Today I started thinking about different smells, and how some smells kind of remind me of other smells as if they had some element in common between them. For example—humor me here—for me, there is a common quality between the smell of Burger King french fries, the smell of marijuana smoke, and skunk scent. (I don’t necessarily mean this in a negative way, either. None of these smells really bothers me.) Meanwhile it struck me how we don’t seem to have developed a great deal of language to use to describe what we smell. For sight we have shapes and sizes and colors and patterns and degrees of brightness and darkness; for touch we have textures and shapes and temperatures and consistencies; for hearing we have volume and pitch and rhythm and tone; and for taste we have saltiness, sweetness, sourness, spiciness, and so on. For smell, though, the only specific descriptors we have are words like “pungent” and “potent” to roughly indicate the degree of the smell. Otherwise, the only way we can describe smells is by comparing them to other smells: “This house smells like wet dog,” for example. Even perfume advertisements are usually just photographs of models trying to evoke a certain ambiance that that perfume is supposed to create. Then they include a sample, which is probably necessary because there is really no way to adequately describe a scent to someone who hasn’t experienced it.

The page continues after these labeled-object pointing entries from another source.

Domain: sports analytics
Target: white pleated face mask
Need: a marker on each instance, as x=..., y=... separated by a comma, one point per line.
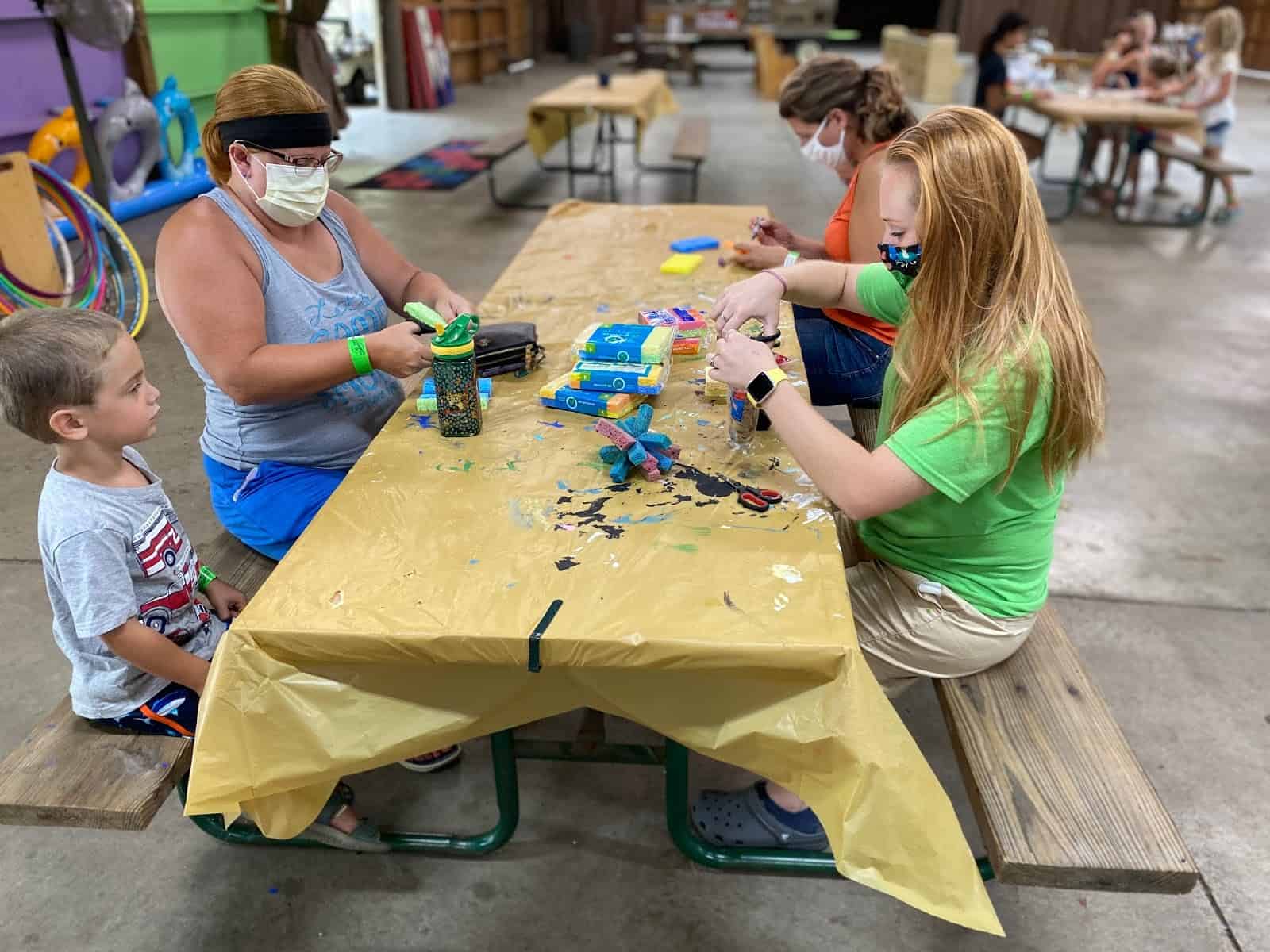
x=292, y=197
x=826, y=155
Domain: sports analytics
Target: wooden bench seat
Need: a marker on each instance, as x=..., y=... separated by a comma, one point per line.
x=499, y=146
x=1060, y=797
x=495, y=150
x=692, y=145
x=1058, y=793
x=71, y=774
x=1212, y=169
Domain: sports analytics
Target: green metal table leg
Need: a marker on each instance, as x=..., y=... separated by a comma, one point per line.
x=507, y=791
x=800, y=862
x=734, y=858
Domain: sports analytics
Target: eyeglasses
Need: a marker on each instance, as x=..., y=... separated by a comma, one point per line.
x=305, y=164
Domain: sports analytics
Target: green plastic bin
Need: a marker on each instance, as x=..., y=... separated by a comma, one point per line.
x=201, y=42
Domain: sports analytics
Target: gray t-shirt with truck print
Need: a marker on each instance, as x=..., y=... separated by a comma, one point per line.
x=112, y=554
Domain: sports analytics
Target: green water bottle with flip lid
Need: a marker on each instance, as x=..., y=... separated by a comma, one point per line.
x=454, y=370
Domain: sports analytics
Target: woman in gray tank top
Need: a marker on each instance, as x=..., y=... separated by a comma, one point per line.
x=279, y=294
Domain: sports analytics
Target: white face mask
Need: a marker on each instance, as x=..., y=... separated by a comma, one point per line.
x=292, y=197
x=826, y=155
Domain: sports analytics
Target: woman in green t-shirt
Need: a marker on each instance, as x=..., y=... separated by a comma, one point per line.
x=994, y=395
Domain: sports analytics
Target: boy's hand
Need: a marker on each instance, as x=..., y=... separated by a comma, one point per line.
x=225, y=600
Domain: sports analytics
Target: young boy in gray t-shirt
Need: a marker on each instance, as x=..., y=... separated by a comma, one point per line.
x=122, y=575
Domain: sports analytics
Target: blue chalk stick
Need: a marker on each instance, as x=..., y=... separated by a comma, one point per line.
x=702, y=243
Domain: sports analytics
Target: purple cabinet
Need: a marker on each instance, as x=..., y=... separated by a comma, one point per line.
x=35, y=80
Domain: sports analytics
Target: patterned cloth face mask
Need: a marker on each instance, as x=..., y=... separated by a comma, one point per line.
x=905, y=259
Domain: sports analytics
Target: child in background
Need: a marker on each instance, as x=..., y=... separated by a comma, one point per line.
x=122, y=575
x=1210, y=93
x=1159, y=67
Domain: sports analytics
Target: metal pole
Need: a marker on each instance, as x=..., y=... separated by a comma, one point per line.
x=99, y=187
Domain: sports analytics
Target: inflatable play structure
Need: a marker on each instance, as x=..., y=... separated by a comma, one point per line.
x=182, y=175
x=129, y=114
x=171, y=106
x=56, y=136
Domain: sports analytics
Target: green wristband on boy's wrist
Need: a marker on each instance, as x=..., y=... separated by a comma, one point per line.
x=360, y=355
x=206, y=577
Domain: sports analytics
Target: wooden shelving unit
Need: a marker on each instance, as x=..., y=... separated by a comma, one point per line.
x=476, y=35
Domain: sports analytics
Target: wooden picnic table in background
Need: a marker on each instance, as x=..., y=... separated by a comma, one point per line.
x=1111, y=108
x=402, y=619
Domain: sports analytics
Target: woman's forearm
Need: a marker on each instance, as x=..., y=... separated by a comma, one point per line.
x=819, y=285
x=810, y=249
x=279, y=372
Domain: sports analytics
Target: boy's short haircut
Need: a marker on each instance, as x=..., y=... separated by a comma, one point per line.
x=1162, y=65
x=50, y=359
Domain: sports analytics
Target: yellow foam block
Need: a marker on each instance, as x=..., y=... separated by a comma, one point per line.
x=681, y=264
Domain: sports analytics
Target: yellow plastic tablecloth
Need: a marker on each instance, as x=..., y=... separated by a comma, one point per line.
x=400, y=621
x=645, y=95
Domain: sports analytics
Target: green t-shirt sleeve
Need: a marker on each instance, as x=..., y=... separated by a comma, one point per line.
x=883, y=294
x=960, y=461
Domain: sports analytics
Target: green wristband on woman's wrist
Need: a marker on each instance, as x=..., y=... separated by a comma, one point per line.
x=360, y=357
x=206, y=577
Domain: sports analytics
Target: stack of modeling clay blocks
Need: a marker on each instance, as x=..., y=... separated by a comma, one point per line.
x=618, y=367
x=689, y=325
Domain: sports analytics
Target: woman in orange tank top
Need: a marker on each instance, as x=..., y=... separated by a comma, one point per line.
x=844, y=117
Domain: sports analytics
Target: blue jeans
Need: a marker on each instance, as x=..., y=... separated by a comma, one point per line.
x=844, y=365
x=268, y=507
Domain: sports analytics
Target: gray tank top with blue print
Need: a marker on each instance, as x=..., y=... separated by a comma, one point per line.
x=329, y=429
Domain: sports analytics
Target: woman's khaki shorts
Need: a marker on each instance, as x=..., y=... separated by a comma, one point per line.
x=910, y=628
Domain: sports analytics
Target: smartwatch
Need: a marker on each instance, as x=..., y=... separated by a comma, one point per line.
x=764, y=385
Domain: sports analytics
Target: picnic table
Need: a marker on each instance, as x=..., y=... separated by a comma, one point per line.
x=552, y=116
x=1104, y=108
x=652, y=48
x=403, y=619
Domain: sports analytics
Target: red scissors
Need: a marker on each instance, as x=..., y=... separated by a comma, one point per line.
x=759, y=501
x=756, y=499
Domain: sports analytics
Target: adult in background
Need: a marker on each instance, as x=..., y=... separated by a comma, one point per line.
x=992, y=88
x=844, y=117
x=279, y=292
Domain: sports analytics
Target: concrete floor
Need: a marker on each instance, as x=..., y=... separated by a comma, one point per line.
x=1160, y=574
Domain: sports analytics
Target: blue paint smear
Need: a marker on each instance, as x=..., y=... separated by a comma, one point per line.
x=565, y=488
x=628, y=520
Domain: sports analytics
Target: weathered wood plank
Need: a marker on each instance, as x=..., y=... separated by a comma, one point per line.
x=692, y=144
x=1060, y=797
x=71, y=774
x=235, y=564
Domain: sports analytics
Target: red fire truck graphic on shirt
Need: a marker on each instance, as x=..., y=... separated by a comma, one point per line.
x=160, y=545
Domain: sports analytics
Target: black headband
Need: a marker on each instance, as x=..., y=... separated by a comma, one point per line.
x=286, y=131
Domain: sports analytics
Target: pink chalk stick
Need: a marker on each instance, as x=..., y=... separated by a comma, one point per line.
x=620, y=437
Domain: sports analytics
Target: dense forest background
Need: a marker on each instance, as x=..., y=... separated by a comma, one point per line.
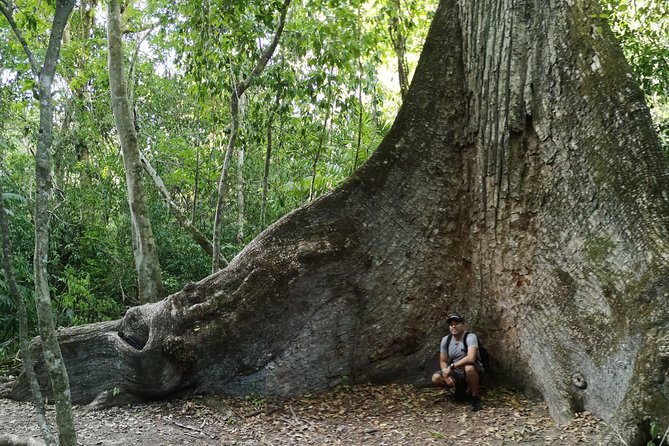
x=326, y=98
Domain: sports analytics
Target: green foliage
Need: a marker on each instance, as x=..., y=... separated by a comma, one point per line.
x=643, y=30
x=78, y=305
x=194, y=52
x=654, y=432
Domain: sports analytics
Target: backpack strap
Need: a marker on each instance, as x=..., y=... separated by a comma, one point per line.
x=464, y=341
x=448, y=342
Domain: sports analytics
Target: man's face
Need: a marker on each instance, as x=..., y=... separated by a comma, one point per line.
x=456, y=327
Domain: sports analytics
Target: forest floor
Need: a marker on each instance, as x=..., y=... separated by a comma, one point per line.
x=394, y=415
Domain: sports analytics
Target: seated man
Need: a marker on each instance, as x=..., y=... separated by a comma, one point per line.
x=460, y=366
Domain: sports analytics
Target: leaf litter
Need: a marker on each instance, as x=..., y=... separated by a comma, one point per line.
x=396, y=415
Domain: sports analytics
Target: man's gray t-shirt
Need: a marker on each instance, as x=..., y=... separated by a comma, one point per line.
x=456, y=350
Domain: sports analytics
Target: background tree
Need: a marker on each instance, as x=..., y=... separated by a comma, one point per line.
x=149, y=276
x=44, y=76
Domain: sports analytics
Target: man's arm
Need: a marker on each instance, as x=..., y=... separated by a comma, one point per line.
x=443, y=364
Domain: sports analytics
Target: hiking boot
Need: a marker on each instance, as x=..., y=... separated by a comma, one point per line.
x=461, y=394
x=476, y=403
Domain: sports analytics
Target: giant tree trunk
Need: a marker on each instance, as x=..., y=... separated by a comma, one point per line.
x=521, y=184
x=53, y=367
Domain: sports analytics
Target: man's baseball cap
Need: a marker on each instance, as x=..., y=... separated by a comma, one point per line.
x=455, y=317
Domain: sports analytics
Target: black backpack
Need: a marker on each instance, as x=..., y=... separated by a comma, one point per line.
x=483, y=356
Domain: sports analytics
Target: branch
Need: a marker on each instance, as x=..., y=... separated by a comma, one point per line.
x=5, y=8
x=15, y=440
x=267, y=54
x=199, y=238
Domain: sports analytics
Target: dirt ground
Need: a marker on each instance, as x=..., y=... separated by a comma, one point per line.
x=393, y=415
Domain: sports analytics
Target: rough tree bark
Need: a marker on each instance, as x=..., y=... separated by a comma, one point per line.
x=521, y=184
x=149, y=276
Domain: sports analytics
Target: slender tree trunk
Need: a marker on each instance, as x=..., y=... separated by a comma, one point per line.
x=240, y=194
x=144, y=246
x=521, y=184
x=268, y=160
x=53, y=358
x=24, y=335
x=51, y=350
x=175, y=210
x=196, y=187
x=237, y=92
x=398, y=38
x=222, y=184
x=321, y=141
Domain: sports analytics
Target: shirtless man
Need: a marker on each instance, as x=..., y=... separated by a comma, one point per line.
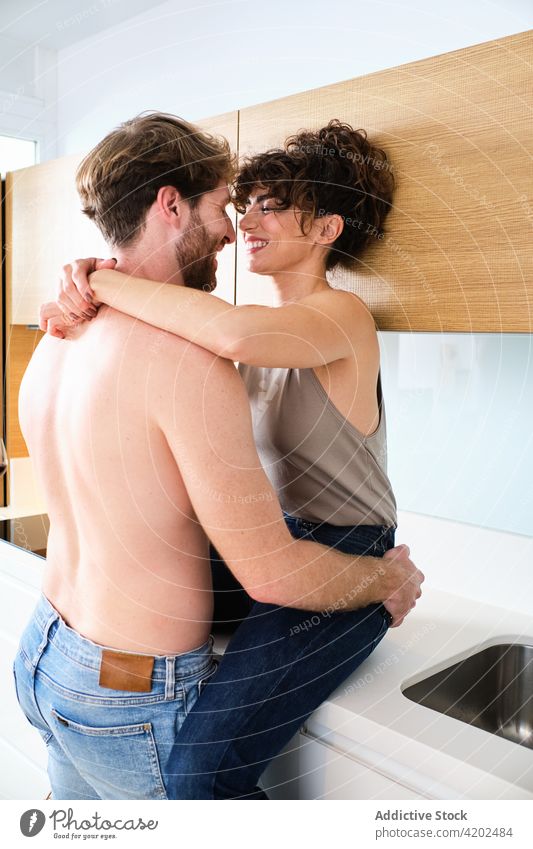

All of this leads me to wonder whether we lack the vocabulary to describe smells because there is something inherent in the sense of smell that sets it apart from the other senses, or whether this type of language is neglected because we rely less upon smell in our daily lives than we do on the other senses. It doesn’t seem that we depend much on smell to meet our basic biological needs, as we use sight and touch to navigate through the world, hearing to communicate, and taste to determine whether or not foods are safe to consume. Even so, I find that of all my senses, smell tends to be the most powerful stirrer of memory. If we had reason to do so, would it be possible for us to distinguish specific elements present in various smells, like we do for taste with “spicy,” “sour,” etc.? And in this process would we need to create an entirely new set of vocabulary?
Also, I drew a dragon for a coworker. It’s not the world’s greatest dragon, but for my first try I don’t think it’s too bad.